- 1 : Introduction – The Erlang Ecosystem
- 2 : Relating Development Artifacts to PROWESS tools and libraries
- 3 : The leading example: VoDKATV
- 4 : Property-Based Testing for VoDKATV
- 5 : Supporting evolution in property-based testing
- 6 : Load Testing VoDKA
- 7 : Inference and property-based testing
- 8 : Understanding properties and models
- 9 : Building on web service interface descriptions
- 10 : Scaling property-based testing
- 11 : Validating quality of test suites
- 12 : Testing non-functional requirements
- 13 : Continuous integration
- 14 : Comparing different implementations
- 15 : Task – Tool relationships
To be of value to the European software industry, the work of the PROWESS project needs not only to be grounded in state of the art research, but also to be tensioned by industrial practice. The resulting work has produced not only new tools and libraries but also extensions to existing tools that are already part of the “Erlang ecosystem”, which provides a context for our work (Section 1). After doing this we describe how the different PROWESS tools complement each other in fitting different parts of the web services and systems workflow (Section 2).
To emphasise how the tools are used in practice we use a key pilot study, VoDKATV, (Section 3) that shows how the different aspects of that system are supported by different PROWESS tools. To frame the rest of the document, Section 4 gives a high-level overview of how property-based testing with the PROWESS tools can be used to test a part of the VoDKATV API. This is based on QuickCheck, of course, but also uses WStoolkit to automate generation of QuickCheck models and data generators from WSDL descriptions; the support for system evolution in WStoolkit is described in Section 5, and this is integrated with the Wrangler refactoring tool for Erlang.

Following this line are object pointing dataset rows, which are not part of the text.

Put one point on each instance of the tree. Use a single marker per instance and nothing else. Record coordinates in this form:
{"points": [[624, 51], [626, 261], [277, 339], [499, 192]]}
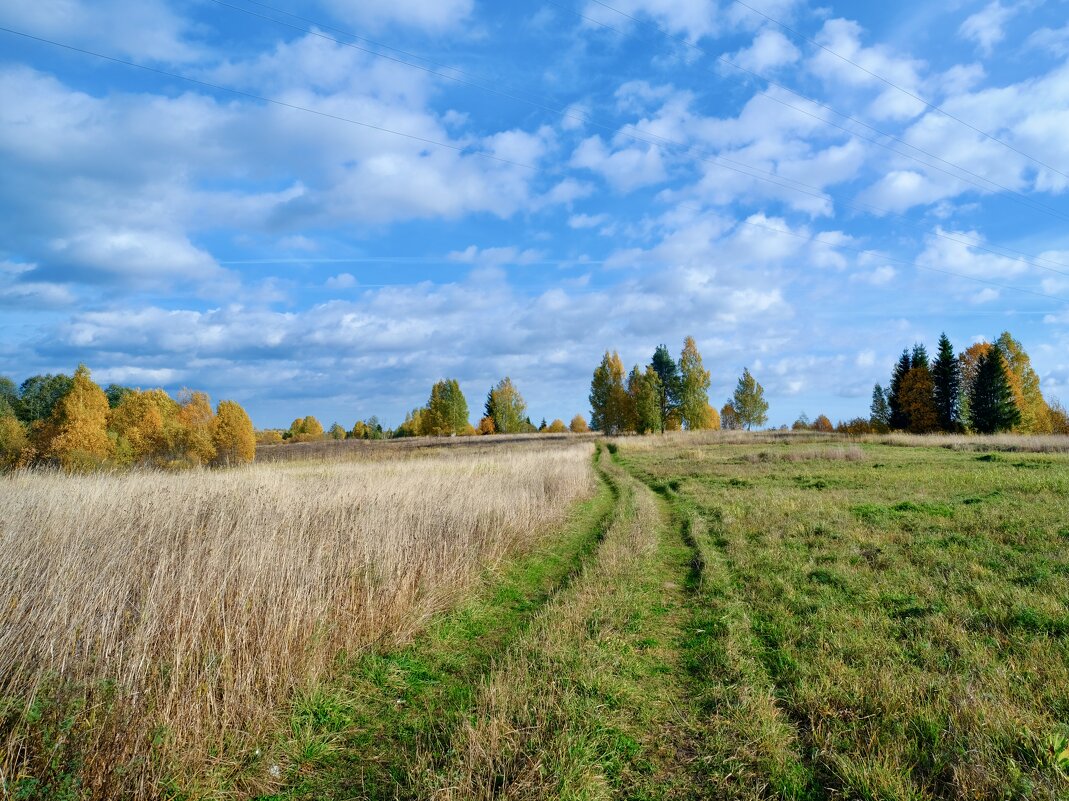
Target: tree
{"points": [[969, 362], [694, 388], [880, 411], [15, 449], [9, 397], [196, 419], [729, 420], [115, 394], [78, 426], [305, 429], [1024, 382], [898, 420], [748, 402], [917, 400], [145, 428], [608, 399], [447, 411], [233, 437], [39, 395], [413, 425], [644, 406], [507, 407], [668, 387], [946, 376], [991, 401]]}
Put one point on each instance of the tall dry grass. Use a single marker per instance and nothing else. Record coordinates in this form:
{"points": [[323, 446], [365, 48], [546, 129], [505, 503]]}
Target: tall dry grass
{"points": [[152, 625]]}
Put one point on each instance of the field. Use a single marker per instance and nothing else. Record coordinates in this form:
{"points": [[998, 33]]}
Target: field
{"points": [[681, 617]]}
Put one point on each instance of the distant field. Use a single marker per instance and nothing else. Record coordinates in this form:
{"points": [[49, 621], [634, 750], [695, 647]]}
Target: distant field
{"points": [[716, 616], [153, 624]]}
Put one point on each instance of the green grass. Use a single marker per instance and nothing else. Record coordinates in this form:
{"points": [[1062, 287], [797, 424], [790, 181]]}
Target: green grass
{"points": [[891, 627], [737, 621], [359, 736]]}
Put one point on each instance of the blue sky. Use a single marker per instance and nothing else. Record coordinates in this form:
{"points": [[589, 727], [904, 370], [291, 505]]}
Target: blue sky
{"points": [[576, 175]]}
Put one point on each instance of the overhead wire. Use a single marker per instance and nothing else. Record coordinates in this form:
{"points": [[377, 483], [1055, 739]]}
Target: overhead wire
{"points": [[891, 83], [1036, 205], [716, 159], [337, 118]]}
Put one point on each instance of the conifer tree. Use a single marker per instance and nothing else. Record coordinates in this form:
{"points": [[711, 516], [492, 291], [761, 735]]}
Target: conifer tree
{"points": [[898, 419], [946, 376], [750, 409], [668, 383], [991, 401], [879, 411]]}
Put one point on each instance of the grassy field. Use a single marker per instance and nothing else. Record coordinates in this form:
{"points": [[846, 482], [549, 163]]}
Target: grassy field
{"points": [[686, 617]]}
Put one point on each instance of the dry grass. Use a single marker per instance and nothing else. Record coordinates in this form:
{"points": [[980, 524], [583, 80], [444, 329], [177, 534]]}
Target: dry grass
{"points": [[151, 625]]}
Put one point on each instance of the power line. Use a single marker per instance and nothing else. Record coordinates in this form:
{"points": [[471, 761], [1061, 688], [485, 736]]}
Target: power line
{"points": [[907, 92], [272, 101], [719, 160], [755, 75], [454, 148]]}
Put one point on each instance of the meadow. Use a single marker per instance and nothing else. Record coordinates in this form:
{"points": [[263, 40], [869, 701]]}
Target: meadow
{"points": [[152, 625], [690, 616]]}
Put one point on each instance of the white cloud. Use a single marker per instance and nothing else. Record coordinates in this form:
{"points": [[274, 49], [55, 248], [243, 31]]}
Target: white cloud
{"points": [[986, 27], [435, 16], [625, 169], [770, 50]]}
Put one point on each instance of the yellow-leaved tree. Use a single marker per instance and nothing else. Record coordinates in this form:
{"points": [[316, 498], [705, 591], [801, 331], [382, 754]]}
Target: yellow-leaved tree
{"points": [[78, 428], [232, 435], [144, 425], [195, 428]]}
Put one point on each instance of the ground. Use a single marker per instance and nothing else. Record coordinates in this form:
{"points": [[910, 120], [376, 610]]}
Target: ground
{"points": [[767, 619]]}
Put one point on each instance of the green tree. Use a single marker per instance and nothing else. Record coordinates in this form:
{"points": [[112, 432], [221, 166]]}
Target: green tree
{"points": [[1024, 383], [447, 411], [991, 401], [9, 397], [946, 376], [880, 411], [644, 403], [668, 386], [39, 395], [694, 388], [507, 407], [750, 409], [608, 399]]}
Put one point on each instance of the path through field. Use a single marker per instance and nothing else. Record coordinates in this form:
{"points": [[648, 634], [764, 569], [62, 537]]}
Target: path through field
{"points": [[661, 649]]}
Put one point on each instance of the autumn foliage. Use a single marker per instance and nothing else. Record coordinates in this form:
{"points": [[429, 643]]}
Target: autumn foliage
{"points": [[83, 431]]}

Addressing other aspects of testing, Section 6 describes how Megaload is used to load test VoDKATV, and Section 7 presents two tools that use inference to aid property-based testing and testing in general. Working from JUnit tests of a web service, James will infer models and from them further unit tests – shown here in action on VoDKA – while Synapse interfaces the StateChum model-inference and differencing framework to Erlang. To scale property-based testing, it is necessary to structure models, and this is done using components; complementing this is a mocking framework, so that certain aspects of a system can be “mocked” in a PBT-appropriate way (Section 10).
Non-functional requirements of systems include fault tolerance, concurrency, complexity and user-interface testing, each of which is addressed in Section 12: FaultCheck, PULSE, complexity checking and an Erlang implementation of WebDriver.
Property-based testing can prove to be a challenge to some. Automation, that builds on web service interface descriptions, is implemented in JSONgen and wsdl_dsl to make test data generation more straightforward (Section 9), as well as WStoolkit (see above). To facilitate better understanding of PBT, PROWESS provides tools to render tests into semi-natural language (ReadSpec) and to select representative examples (GoodExamples) as described in Section 8. Finally, Section 10 introduces graphical editing support for QuickCheck models, allowing them to be modified directly without accessing the underlying Erlang code.
PBT can be assessed by the quality of tests to which it gives rise. We provide in Section 11 a tool to assess MC/DC coverage of tests in Erlang (Smother) as well as the Mu2 system supporting mutation testing for Erlang. Outside the VoDKATV pilot (there’s only one VoDKATV) we report on the Ranker tool (Section 14) which ranks competing solutions by means of property-based testing.
To conclude, we present QuickCheck CI a web-based continuous integration server that runs QuviQ QuickCheck on a project, and which is available free to Open Source Developers to get free access to QuviQ QuickCheck for their quality assurance.